On the contrary, companies already in the early stages of development are in the implementation stage, adjusting their organizational structure and customer base. Although they still have the enthusiasm of start-up companies, the goal is scale. Because of the need for restructured processes and procurement models to adjust the scale and implementation, these companies have begun to use the organizational chart, human resources manual, revenue plan, budget and key performance indicators to rectify the early chaos.
As part of the takeover transaction, the founders of start-ups may also join the acquirers, who usually assign a business specialist to be the CEO.
Predict one item Buy Success or failure of trading
So what? Who cares if potential buyers are looking for business models or implementing their strategies?
Ironically, executives in business development and strategic cooperation are not executives in charge of integration or acquisition. Usually its fate is determined by the chief technology officer or business executive of the acquirer.
The success of a takeover depends on whether the acquirer intends to allow the newly acquired company to integrate its newly acquired company into its own business in an independent way.
In fact, before making this decision, there is a simple criterion for judging. If a startup is acquired because of its intellectual property and team, the right strategy is to integrate quickly and absorb it. What's left is indirect expenses around the core business of the company.
However, if a start-up is in search stage, and you want to get its products and users in order to make it develop at the current speed or even higher speed, and treat it as an independent department, then appoint the former chief executive of the start-up company as the head of the independent department. In view of the confusion of start-ups in this stage, the speed of innovation depends on retaining their culture, and corporate culture is driven by corporate autonomy.

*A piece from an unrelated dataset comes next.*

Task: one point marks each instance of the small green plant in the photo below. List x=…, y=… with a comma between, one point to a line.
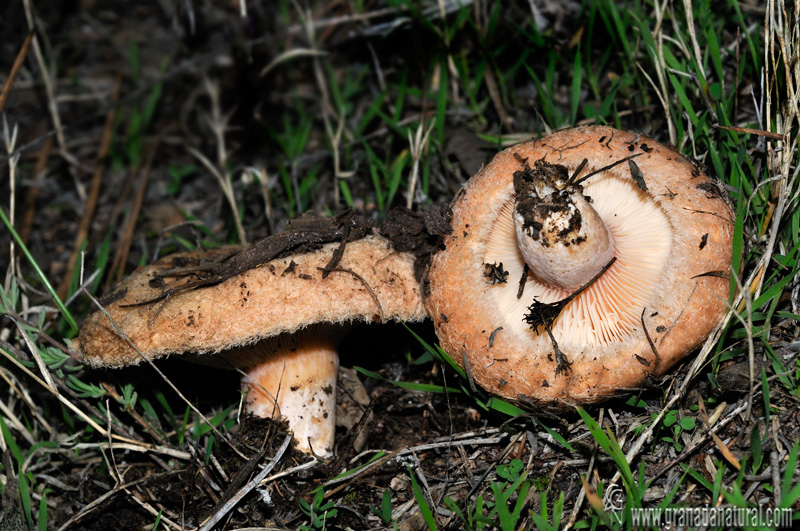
x=676, y=424
x=385, y=512
x=318, y=511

Provide policy recommendations for existing CEOs, and use acquired company assets to accelerate development. The key is that for a start-up company that is still looking for the right business model, their business processes and policies will stifle innovation and let innovative employees leave the company before the advantage of the start-up company is realized.
If the acquisition is carried out in the form of execution, the correct approach is to integrate and absorb it. The key performance indicators, processes and processes of the two companies are integrated together. Unless the acquired company founder loves the original technology and process, he can be transferred to the enterprise innovation team.
summary
1, enterprise acquirers must find out what they are buying. Is their acquisition goal in search of business mode or business mode?
2, if a startup is acquired because of its intellectual property, talent or income, it should be quickly integrated into the acquirer company.
3, if a startup is acquired because of its product or user, it can be retained as an independent department, which helps retain the culture of the start-up company. Assign a company's generalist to acquire the resources of the acquirer company; the incentive plan needs to be tied up with the newly acquired company.
4, the acquirers need a formal integration.